The bracket leaves no room for a first-time champion, and the scale of the tournament adds to the weight of each tie. This World Cup has featured 104 matches, 48 teams and 16 host cities across Canada, Mexico and the United States, before the final on 19 July at New York New Jersey Stadium and the third-place match on 18 July. The four teams left standing have been sorted by ranking, but the path to the final now turns on history as much as form.

AI-generated illustration
AI-generated illustration

France and Spain enter a semifinal framed as a contrast of styles. FIFA described France’s attacking talent against Spain’s control-oriented game, a matchup sharpened by the fact that Spain beat France at the same stage of UEFA EURO 2024. The two countries have met 38 times overall, with Spain leading the head-to-head 18 wins to 13, and Kylian Mbappé and Lamine Yamal give the meeting the feel of a high-profile rematch with added pressure on both sides.

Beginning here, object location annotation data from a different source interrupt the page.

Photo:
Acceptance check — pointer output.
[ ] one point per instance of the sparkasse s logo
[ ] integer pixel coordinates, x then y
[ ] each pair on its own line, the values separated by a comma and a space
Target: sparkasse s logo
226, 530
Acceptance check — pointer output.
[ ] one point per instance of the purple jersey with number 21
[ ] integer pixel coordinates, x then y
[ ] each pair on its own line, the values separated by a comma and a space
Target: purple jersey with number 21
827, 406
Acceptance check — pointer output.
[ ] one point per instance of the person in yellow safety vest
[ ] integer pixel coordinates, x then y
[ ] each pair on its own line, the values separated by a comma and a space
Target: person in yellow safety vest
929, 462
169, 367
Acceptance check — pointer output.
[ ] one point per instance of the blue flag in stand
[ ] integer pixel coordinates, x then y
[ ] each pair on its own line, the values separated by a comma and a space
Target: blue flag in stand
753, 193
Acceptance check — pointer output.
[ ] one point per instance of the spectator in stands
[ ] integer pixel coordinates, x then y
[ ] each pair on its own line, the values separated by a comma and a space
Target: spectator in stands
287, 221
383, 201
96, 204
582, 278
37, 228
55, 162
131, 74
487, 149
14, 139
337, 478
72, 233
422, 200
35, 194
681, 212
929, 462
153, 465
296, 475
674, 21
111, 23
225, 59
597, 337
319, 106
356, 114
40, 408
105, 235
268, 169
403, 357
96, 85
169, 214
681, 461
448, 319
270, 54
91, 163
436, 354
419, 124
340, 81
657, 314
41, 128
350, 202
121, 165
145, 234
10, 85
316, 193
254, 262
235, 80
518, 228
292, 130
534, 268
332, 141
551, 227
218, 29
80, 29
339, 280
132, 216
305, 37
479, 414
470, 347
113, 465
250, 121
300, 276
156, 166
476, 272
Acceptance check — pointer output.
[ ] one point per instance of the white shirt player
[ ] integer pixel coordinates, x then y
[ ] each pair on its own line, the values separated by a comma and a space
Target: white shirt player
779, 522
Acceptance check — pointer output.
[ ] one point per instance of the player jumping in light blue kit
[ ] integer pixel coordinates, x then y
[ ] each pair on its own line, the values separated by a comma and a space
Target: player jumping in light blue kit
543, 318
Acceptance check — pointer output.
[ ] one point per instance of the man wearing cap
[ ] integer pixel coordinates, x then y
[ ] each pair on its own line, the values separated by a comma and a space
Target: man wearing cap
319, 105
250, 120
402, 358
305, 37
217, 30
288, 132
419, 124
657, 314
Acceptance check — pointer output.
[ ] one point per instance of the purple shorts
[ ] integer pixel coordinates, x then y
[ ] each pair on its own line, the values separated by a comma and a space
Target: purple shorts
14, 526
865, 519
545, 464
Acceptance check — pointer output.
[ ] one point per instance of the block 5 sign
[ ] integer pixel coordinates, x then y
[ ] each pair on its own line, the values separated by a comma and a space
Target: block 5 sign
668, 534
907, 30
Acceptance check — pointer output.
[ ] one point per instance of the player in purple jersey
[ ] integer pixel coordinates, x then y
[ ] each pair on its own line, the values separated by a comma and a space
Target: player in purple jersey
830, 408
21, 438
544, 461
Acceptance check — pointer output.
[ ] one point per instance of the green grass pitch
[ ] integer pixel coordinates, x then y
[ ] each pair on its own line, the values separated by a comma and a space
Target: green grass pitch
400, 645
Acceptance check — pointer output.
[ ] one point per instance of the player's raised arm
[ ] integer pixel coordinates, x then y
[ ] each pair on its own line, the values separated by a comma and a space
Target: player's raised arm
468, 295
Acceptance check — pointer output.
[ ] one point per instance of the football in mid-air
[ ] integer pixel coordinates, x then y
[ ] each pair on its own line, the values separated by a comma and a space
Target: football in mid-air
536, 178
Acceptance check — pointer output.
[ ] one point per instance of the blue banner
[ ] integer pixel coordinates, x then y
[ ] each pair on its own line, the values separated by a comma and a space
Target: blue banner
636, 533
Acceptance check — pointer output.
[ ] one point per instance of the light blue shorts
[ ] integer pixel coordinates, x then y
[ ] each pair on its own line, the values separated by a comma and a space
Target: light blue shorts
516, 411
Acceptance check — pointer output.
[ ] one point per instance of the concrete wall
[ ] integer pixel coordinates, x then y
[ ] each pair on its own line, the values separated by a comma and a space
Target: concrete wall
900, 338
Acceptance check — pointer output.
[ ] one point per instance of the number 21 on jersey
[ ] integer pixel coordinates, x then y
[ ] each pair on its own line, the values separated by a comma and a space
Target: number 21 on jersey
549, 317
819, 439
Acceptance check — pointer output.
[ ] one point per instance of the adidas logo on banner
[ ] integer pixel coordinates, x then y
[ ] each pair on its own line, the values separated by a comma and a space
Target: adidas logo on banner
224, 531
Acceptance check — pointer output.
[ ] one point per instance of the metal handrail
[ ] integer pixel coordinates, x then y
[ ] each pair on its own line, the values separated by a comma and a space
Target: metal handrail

England’s burden is different, and arguably heavier. Thomas Tuchel’s side are chasing a second World Cup final and their first since 1966, a drought that still hangs over every knockout run. FIFA has also pointed to England’s semi-final near-misses in 1990 and 2018, while Argentina arrive as the reigning champions, carrying the confidence of a team that has already survived the tournament’s biggest stage.

2026 World Cup — Wikimedia Commons
User34790 via Wikimedia Commons (CC0)

That contrast is why England’s psychological load looks most likely to shape the result. Argentina can lean on the authority of the title they already hold, and Spain and France can tell themselves this is another elite meeting in a long rivalry. England, by contrast, will walk into Atlanta with decades of unfinished business, a familiar script of expectation, and the kind of pressure that can harden a team or break its rhythm before the first whistle.